Sin olvidar nunca la revelación divina, que ilumina y da sentido a la historia
y a nuestra existencia.
Hermanos y hermanas:
Que el Sínodo despierte nuestros corazones. El presente, también el de
la Iglesia, aparece lleno de trabajos, problemas y cargas. Pero la fe nos dice
que es también kairos, en el que el Señor viene a nuestro encuentro para
amarnos y llamarnos a la plenitud de la vida. El futuro no es una amenaza que
hay que temer, sino el tiempo que el Señor nos promete para que podamos
experimentar la comunión con él, con nuestros hermanos y con toda la creación.
Necesitamos redescubrir las razones de nuestra esperanza y sobre todo
transmitirlas a los jóvenes, que tienen sed de esperanza, como bien afirmó el
Concilio Vaticano II: «Podemos pensar, con razón
que el porvenir de la humanidad está en manos de aquellos sean capaces de
transmitir a las generaciones venideras razones para vivir y para esperar» (Cost.

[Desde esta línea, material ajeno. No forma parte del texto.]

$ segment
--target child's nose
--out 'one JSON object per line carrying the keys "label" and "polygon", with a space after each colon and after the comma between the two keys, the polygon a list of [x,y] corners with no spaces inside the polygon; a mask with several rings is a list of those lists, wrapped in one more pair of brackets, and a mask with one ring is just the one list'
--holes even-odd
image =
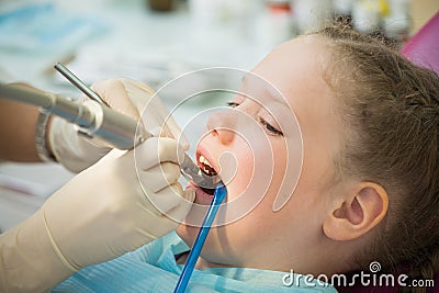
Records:
{"label": "child's nose", "polygon": [[223,145],[228,145],[235,137],[235,120],[232,111],[219,112],[211,115],[207,121],[207,129],[219,139]]}

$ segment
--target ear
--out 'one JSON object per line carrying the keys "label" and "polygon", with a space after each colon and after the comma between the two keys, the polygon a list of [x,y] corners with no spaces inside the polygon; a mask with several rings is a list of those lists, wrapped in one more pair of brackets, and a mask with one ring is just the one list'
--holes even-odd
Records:
{"label": "ear", "polygon": [[323,230],[334,240],[357,239],[375,227],[387,209],[387,192],[380,184],[361,182],[325,218]]}

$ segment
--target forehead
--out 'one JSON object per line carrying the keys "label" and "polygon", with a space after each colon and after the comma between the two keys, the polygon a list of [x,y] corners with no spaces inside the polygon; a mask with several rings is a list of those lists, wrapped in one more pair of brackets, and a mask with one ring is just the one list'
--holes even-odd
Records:
{"label": "forehead", "polygon": [[278,46],[252,70],[272,84],[294,112],[305,150],[309,144],[336,147],[341,131],[335,95],[324,78],[330,57],[325,42],[317,35],[297,37]]}
{"label": "forehead", "polygon": [[[324,79],[325,68],[329,59],[328,46],[323,37],[307,35],[294,38],[274,48],[244,78],[244,86],[264,91],[267,99],[283,100],[294,112],[309,112],[312,105],[318,103],[333,105],[331,90]],[[258,82],[263,80],[263,82]],[[330,106],[331,108],[331,106]],[[300,115],[300,113],[296,113]],[[325,113],[316,113],[325,115]]]}

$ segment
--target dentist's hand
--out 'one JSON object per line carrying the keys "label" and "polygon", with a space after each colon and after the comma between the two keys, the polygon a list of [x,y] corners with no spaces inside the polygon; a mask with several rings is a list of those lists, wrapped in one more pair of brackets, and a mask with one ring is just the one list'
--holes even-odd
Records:
{"label": "dentist's hand", "polygon": [[177,140],[153,137],[75,177],[0,236],[0,291],[47,290],[176,229],[194,200],[178,183],[178,154]]}
{"label": "dentist's hand", "polygon": [[[121,78],[95,82],[92,89],[113,110],[136,121],[142,115],[147,131],[161,129],[161,136],[179,139],[180,128],[172,117],[168,117],[169,111],[148,86]],[[60,117],[54,117],[48,127],[48,147],[56,160],[70,171],[82,171],[111,150],[106,143],[79,134],[74,124]],[[184,137],[180,144],[188,148]]]}

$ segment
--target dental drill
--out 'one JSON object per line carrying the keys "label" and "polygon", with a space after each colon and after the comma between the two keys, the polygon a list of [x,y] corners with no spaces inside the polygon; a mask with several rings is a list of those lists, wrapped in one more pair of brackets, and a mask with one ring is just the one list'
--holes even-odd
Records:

Past., Gaudium et Spes, 31).
El encuentro entre
generaciones puede ser extremadamente fructífero para generar esperanza. El
profeta Joel nos los enseña –lo recordé también a los jóvenes de la reunión
pre-sinodal– en esa que considero la profecía de nuestro tiempo: «Vuestros ancianos tendrán sueños y vuestros jóvenes
verán visiones» (3,1), y profetizarán.
No hay necesidad de
sofisticados argumentos teológicos para mostrar nuestro deber de ayudar al mundo contemporáneo a caminar hacia el reino
de Dios, sin falsas esperanzas y sin ver solo ruinas y problemas. En
efecto, san Juan XXIII, hablando de las personas que valoran los hechos sin
suficiente objetividad ni juicio prudente, dijo: «Ellas
no ven en los tiempos modernos sino prevaricación y ruina; van diciendo que
nuestra época, comparada con las pasadas, ha ido empeorando; y se comportan
como si nada hubieran aprendido de la historia, que sigue siendo maestra de la
vida» (Discurso pronunciado para la solemne apertura del Concilio
Vaticano II, 11 octubre 1962).
Por tanto, no hay que dejarse tentar por las «profecías de desgracias», ni gastar energías en «llevar
cuenta de los fallos y echar en cara amarguras», hay que mantener los ojos fijos en el bien, que «a menudo no hace ruido, ni es tema de los blogs ni
aparece en las primeras páginas», y no asustarse «ante las heridas de la carne de Cristo, causadas siempre por el
pecado y con frecuencia por los hijos de la Iglesia» (cf. Discurso a los
Obispos participantes en el curso promovido por la Congregación para los
Obispos y para las Iglesias orientales, 13 septiembre, 2018).
Comprometámonos a procurar «frecuentar el futuro», y a que salga de este Sínodo no sólo un documento
–que generalmente es leído por pocos y criticado por muchos–, sino sobre todo propuestas pastorales
concretas, capaces de llevar a cabo la tarea del propio Sínodo, que es
la de hacer que germinen sueños, suscitar profecías y visiones, hacer florecer
esperanzas, estimular la confianza, vendar heridas, entretejer relaciones,
resucitar una aurora de esperanza, aprender unos de otros, y crear un
imaginario positivo que ilumine las mentes, enardezca los corazones, dé fuerza
a las manos, e inspire a los jóvenes –a todos los jóvenes, sin excepción– la
visión de un futuro lleno de la alegría del evangelio. Gracias.